Indexed
Reference

Other commands

Top-level options, init, documentation, license, and file formats.

Other commands

Top-level indexed commands (everything that is not only under indexed index *, indexed config *, or indexed mcp *), plus file formats and parsing. Full flag tables for index and MCP live in Index commands and MCP commands so this page does not repeat them.


Global options (top-level)

From indexed --help, options before the COMMAND name:

GroupFlagDescription
Options--install-completionInstall shell completion for the current shell
Options--show-completionPrint completion script to copy or customize
Options--helpShow help and exit. Note: the top-level CLI does not accept -h (use --help)
Usage--localUse .indexed/ in the current working directory instead of ~/.indexed/
Usage--simple-outputMachine-readable JSON for programmatic use
Debug--verboseEnable INFO-level logging
Debug--log-levelDEBUG | INFO | WARNING | ERROR
Debug--json-logsEmit logs as JSON

Subcommands add their own option groups (for example Logging and Storage on indexed index create files). See the --help for the command you are running.


indexed init

indexed init [OPTIONS]

Download the embedding model and create directories. From indexed init --help:

OptionDefaultDescription
--model / -mall-MiniLM-L6-v2Model to download
--force / -foffRe-download even if already cached
--skip-modeloffSkip download; only create dirs and validate config

indexed migrate

indexed migrate [OPTIONS]

Migrate legacy ./data/ into global ~/.indexed/data/.

OptionDescription
--dry-runList what would be migrated without copying

indexed docs

indexed docs [TOPIC]

Open documentation in the browser. Optional TOPIC narrows the page (e.g. index, config, mcp, confluence, files, jira — see indexed docs --help).

Nested “docs” resources (same idea, different doc sets):

  • indexed index docs — index documentation in the browser
  • indexed config docs — configuration documentation
  • indexed mcp docs — MCP documentation

indexed license

indexed license

Show license and terms (indexed license --help).


Connectors (flags and environment)

CLI flags and defaults for indexed index create files|jira|confluence are documented only in Index commands.
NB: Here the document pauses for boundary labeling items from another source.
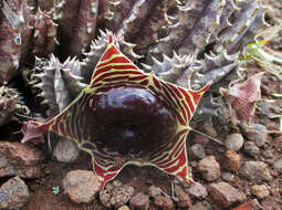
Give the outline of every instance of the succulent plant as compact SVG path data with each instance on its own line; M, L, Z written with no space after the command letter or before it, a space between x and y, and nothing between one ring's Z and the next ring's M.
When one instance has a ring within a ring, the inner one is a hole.
M30 0L32 10L24 0L17 1L17 7L10 3L13 1L2 1L1 24L8 35L0 38L0 54L19 65L2 60L0 81L8 82L24 65L27 51L40 56L29 83L41 103L49 105L50 120L75 107L72 105L93 84L111 35L123 54L156 80L185 90L212 83L196 113L197 119L210 119L219 111L215 103L219 87L228 87L240 77L239 54L265 25L260 0ZM11 48L14 43L10 40L17 34L22 42ZM82 107L76 109L85 115ZM48 125L44 119L24 123L25 139L43 140L43 130L51 129L43 125Z
M0 126L17 119L15 113L29 115L30 111L19 95L14 88L0 86Z
M92 156L101 191L126 165L155 166L189 181L189 120L209 88L189 91L144 73L112 43L91 84L60 114L23 125L23 143L54 132Z

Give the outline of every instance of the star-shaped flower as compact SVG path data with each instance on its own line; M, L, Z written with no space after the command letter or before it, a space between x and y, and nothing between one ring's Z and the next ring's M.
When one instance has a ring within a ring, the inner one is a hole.
M53 118L25 123L22 141L42 139L46 130L74 140L92 156L101 191L130 164L155 166L190 181L188 124L209 86L190 91L144 73L111 36L91 84Z

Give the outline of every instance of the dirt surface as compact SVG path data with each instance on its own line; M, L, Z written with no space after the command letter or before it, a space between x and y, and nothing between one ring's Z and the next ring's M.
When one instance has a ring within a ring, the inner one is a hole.
M282 22L282 1L278 0L268 0L268 6L271 8L267 19L272 22ZM282 32L280 32L282 33ZM278 53L282 53L281 46L281 36L278 36L275 40L271 41L269 44L270 48L275 50ZM280 46L279 46L280 44ZM263 71L260 66L257 66L255 63L248 65L248 71L250 74L254 74L257 72ZM281 70L282 71L282 70ZM271 73L265 73L262 80L262 98L263 99L275 99L273 106L282 108L282 97L276 98L273 97L274 93L282 93L281 81L279 81ZM269 130L278 130L279 129L279 119L270 119L267 116L263 116L261 112L255 112L255 123L263 124L268 127ZM229 127L230 125L226 125ZM215 125L216 130L222 130L222 127L217 127ZM234 129L234 128L229 128ZM10 135L14 132L20 130L20 126L17 124L9 124L4 127L1 127L0 139L8 141L19 141L21 135ZM220 135L219 135L220 138ZM196 134L190 133L188 136L188 147L194 145L196 141ZM267 159L263 156L264 151L271 151L271 158ZM212 155L221 164L222 157L226 151L224 146L218 145L217 143L209 141L205 151L208 155ZM281 174L273 170L273 162L282 157L282 136L280 134L273 133L268 136L267 144L260 149L260 154L257 157L247 156L243 151L238 153L241 157L241 162L247 160L261 160L268 164L270 174L272 175L272 180L267 183L270 187L270 196L264 199L259 199L262 209L264 210L279 210L282 209L282 176ZM194 167L197 165L197 161L189 162L192 168L194 180L201 182L203 186L210 185L210 182L202 179L201 175L194 170ZM82 154L81 157L74 164L60 164L58 161L52 160L52 158L48 158L45 162L42 165L42 177L39 179L24 179L25 183L30 190L30 200L22 208L23 210L104 210L104 208L98 199L95 199L90 204L76 204L67 198L66 195L63 193L62 190L62 179L65 177L67 171L76 170L76 169L86 169L92 170L90 157L86 154ZM243 178L240 178L238 174L234 174L234 181L232 186L237 189L242 190L247 195L247 200L255 198L251 193L247 193L246 189L250 189L250 186L253 182L250 182ZM173 178L165 175L164 172L153 168L145 167L138 168L134 166L128 166L116 178L121 180L124 185L133 186L135 192L143 191L147 193L148 188L152 185L160 187L167 195L170 195L170 183ZM0 183L3 183L7 178L1 178ZM217 181L220 181L218 179ZM54 195L52 191L52 187L59 186L60 193ZM213 206L213 209L219 209L216 203L212 202L210 196L205 199L209 203ZM192 203L201 201L201 199L192 198ZM233 204L230 209L239 206L240 203Z

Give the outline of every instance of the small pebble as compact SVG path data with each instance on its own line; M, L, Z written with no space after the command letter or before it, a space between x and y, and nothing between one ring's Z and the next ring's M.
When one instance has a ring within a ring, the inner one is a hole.
M224 181L230 181L232 182L234 180L234 175L231 174L231 172L222 172L221 174L221 178L224 180Z
M215 156L208 156L200 160L198 171L207 181L213 181L220 177L220 166Z
M273 169L280 174L282 174L282 158L276 160L273 165Z
M208 203L207 201L203 201L203 202L197 202L189 210L213 210L213 209L210 203Z
M130 186L123 185L118 180L108 182L100 195L100 201L107 208L118 209L125 206L134 195L134 188Z
M206 153L200 144L195 144L188 149L188 156L191 159L202 159L206 157Z
M156 186L150 186L148 191L149 191L149 196L152 198L155 198L155 197L161 195L161 189L159 187L156 187Z
M130 210L147 210L149 208L149 196L138 192L129 201Z
M157 209L164 209L164 210L174 210L175 206L171 199L164 197L164 196L157 196L155 198L155 206Z
M190 197L179 186L175 187L175 195L178 199L176 202L177 208L186 210L192 206Z
M222 161L222 167L230 172L237 172L240 168L240 156L234 151L227 150Z
M265 185L252 186L251 192L252 192L252 195L257 196L259 199L269 197L269 188Z
M255 157L260 153L260 148L253 141L246 141L243 146L243 150L252 157Z
M268 129L262 124L253 124L251 129L246 130L246 135L249 140L261 147L268 139Z
M238 151L242 148L243 141L244 140L241 134L230 134L226 138L224 146L228 150Z
M211 183L208 187L208 191L213 202L226 209L236 202L246 200L246 195L243 192L238 191L236 188L223 181Z
M268 166L263 161L246 161L239 174L249 180L270 181L272 179Z
M98 193L98 177L88 170L72 170L63 179L64 193L73 202L90 203Z
M206 189L206 187L203 187L201 183L199 182L195 182L195 185L191 185L191 187L189 188L186 188L186 191L198 198L198 199L202 199L202 198L206 198L208 196L208 191Z

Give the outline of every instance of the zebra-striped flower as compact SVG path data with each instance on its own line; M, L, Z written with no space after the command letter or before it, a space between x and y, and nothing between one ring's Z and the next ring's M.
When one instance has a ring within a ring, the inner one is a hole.
M190 91L144 73L113 44L91 84L60 114L23 126L27 140L52 130L92 156L101 191L126 165L155 166L190 181L186 151L189 120L209 88Z

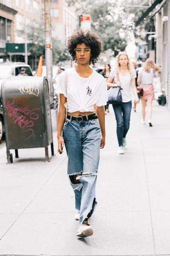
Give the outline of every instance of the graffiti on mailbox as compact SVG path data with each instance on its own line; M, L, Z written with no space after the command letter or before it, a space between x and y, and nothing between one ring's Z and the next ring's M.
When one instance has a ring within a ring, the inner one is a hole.
M20 92L23 94L25 92L29 94L32 94L36 97L38 97L40 91L39 88L36 87L34 88L33 85L30 85L28 84L22 84L17 86L17 89L19 90Z
M28 137L26 140L31 138L34 133L34 122L39 119L39 114L37 112L41 109L36 108L30 109L28 106L23 108L16 105L14 100L8 101L6 108L8 109L7 112L8 116L13 119L14 123L19 125L23 132L27 133Z

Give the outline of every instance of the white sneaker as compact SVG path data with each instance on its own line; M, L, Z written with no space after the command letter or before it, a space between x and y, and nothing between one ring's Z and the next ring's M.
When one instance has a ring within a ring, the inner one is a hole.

Environment variables and credentials for Atlassian products are in Config commands — Connector credentials.

Guides: Local files & code, Jira, Confluence.


Supported file formats

Code files (.py, .ts, .go, etc.) are indexed as plain text with AST-aware chunking at function and class boundaries. Full code-aware chunking with semantic analysis is planned for a future release.

The Files connector uses Parsing architecture to parse documents. Files are routed by extension: Docling for rich documents, tree-sitter for code, and structure-aware plaintext parsing for everything else.

Document formats (Docling)

Rich document parsing with layout analysis, table extraction, and optional OCR.

FormatExtensionsNotes
PDF.pdfText extraction with layout analysis; OCR for scanned pages
Microsoft Word.docxModern Word format
Microsoft PowerPoint.pptxSlide content extracted as text
Microsoft Excel.xlsxSpreadsheet content with table structure
HTML.html, .htmStructural parsing with tag semantics
Images.png, .jpg, .jpeg, .tiff, .bmpOCR-based text extraction (requires ocr_enabled)
LaTeX.texScientific document parsing

Code formats (tree-sitter AST)

AST-aware chunking at semantic boundaries (functions, classes, methods). Falls back to line-based chunking for unsupported languages.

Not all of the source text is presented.